The saliva-based test is easy to administer, scalable, sensitive and specific to SARS-CoV-2, the virus that causes COVID-19. Current notification time for the saliva test is less than 24 hours. Through cost and speed advantages, the saliva tests can increase access to testing and help control the spread of the virus by identifying pre-symptomatic and asymptomatic carriers. The companion Safer Illinois app is a convenient, secure tool to manage COVID-19 status that provides building access to individuals with a verified vaccination card or recent negative test result. More than three million tests have been performed at the three U of I campuses and another 500,000 at schools, colleges and universities, companies and government entities across the state.

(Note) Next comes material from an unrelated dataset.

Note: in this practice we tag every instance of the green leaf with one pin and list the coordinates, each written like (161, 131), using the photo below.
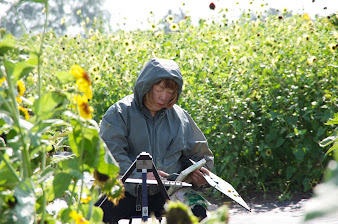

Alex Kosyakov of UIUC is founder of Natrion, a battery research and development startup. It was launched from UIUC in 2018 by Kosyakov and co-founder Tom Rouffiac. Natrion, a leader in the research and development of next-generation battery technologies, has created a new high-performance, flexible and durable solid-electrolyte thin film for the production of all-solid-state batteries (ASSBs). Called the Lithium Solid Ionic Composite (LISIC), this technology has been designed as a "plug and play" component that can be rapidly implemented by lithium-ion battery manufacturers to turn their existing product lines into ASSBs that mitigate fire risk, improve lifespan, and enable the construction of longer-range electric vehicles. Natrion recently was named the grand-prize winner at UIUC’s 2021 Cozad New Venture Challenge and won first prize at the 2021 University Pitch Madness competition, which featured startups from nine midwestern universities.
Nelson Fernades is founder and project manager of SIUC’s Green Roof Project. The project transformed an existing, 10-year-old urban horticulture research facility that had fallen into disrepair into a unique, multidisciplinary innovation hub for experiential and experimental learning. The space, located on the roof of the SIUC Agriculture Building, and its accompanying research were developed by fostering a cross-functional and cross-university team of students to further develop a location for sustainable/renewable energy technology research initiatives at SIUC and beyond. In order to revitalize and modernize the space, Fernandes initiated a social media campaign to recruit students to assist with a major clean-up of the space and to determine the next steps of the project. Problems to be solved included the site’s watering system challenges, selecting the appropriate data acquisition device, expanding student use of the Green Roof, and securing funding to support these activities.